I know it is an excellent school, but really not easy to get to from my area so it's not for us.
lilymaid- I'm only telling you what a fellow parent of yours (DC at the school) told me. I have, unlike yourself it seems, no axe to grind.
I have given the OP my tuppence worth based on what my friend has told me.
Diabolo , did you make a decision re your ds , I remember your thread . Which school is less popular this year, I have a year 5 ds, so just being a bit nosy
"I have, unlike yourself it seems, no axe to grind."
No axe to grind at all - I was very happy with DS's education!
outotlunch - lots usually go to Ipswich School but only a couple are going for that this year, no idea why. I loved it when we looked around, but again, the travel would be a 90 minute commute twice a day, so it's not for us.
We have chosen a very local day / boarding school for DS, it's an all-rounder sort of school, we all love it, where he will be a day boy. It is not so academically pushy, but still does outstandingly well. The school runs a bus through my village, so it's ideal for DS to develop more independence too.
I have also applied for a place at our Outstanding local Catholic senior school, but don't hold out much hope as we are not Catholic - we'll see what happens come 1st March. A lot of his year group are going back into the maintained sector this year.
Glad you got sorted diabolical, I can guess the schools and they are both great so it sounds like you can't lose
"And there is no comparison with his DBs mediocre experience in an "outstanding" village college for teaching and anything else!". Axe.
Sorry diabolo , iPhone autocorrect again
I think you need to be aware, lilymaid that it appears you are talking about a boy who has now left the school and is where he wants top be in a 'very competitive field', so presumably well past school age. Good for him. Since then the school has become a) co-ed and b) not requiring of an entrance exam for the DC they 'selected' at 7, being prepared to keep DC on who 'would have failed' the entrance exam. My friend, who has DC well and truly there right now feels the school is 'selling itself' on attributes it no longer really can aspire to.

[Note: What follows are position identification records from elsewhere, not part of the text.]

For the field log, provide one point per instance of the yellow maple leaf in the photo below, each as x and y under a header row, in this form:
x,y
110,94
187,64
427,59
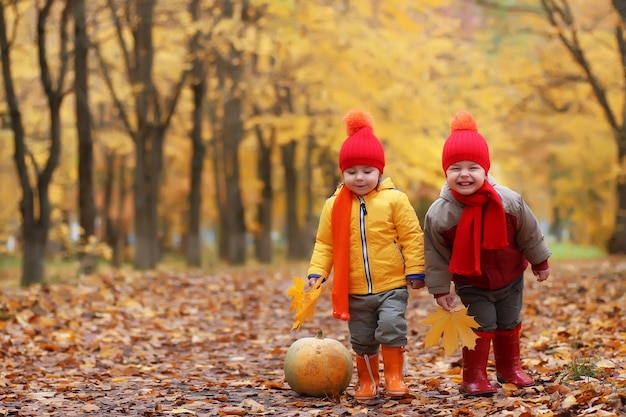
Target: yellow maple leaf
x,y
303,302
448,327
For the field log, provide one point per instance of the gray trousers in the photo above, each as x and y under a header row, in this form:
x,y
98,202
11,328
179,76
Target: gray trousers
x,y
378,319
494,310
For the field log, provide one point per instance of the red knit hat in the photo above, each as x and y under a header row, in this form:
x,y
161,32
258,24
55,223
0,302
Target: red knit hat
x,y
465,143
361,147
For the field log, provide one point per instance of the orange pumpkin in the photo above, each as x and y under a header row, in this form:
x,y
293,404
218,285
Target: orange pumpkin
x,y
318,366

Feel free to disagree with him.
I think Erebus is broadly right. I think the headmaster has even described the school as comprehensive in approach. In recent years some of the children who have got in have raised a few eyebrows at local prep schools (very shall we say ordinary kids) and this causes problems because the school don't stream properly so the brighter kids they still get become disruptive and bored. More of a concern for the bright ones is that the Perse seem to be following national exam standards in a close pursuit race to the bottom. Sure, most kids are crammed until they get A/A* (not that hard these days) but the bright kids should be taught a much broader curriculum once, not taught the narrow national one four times over until. Sad evolution really.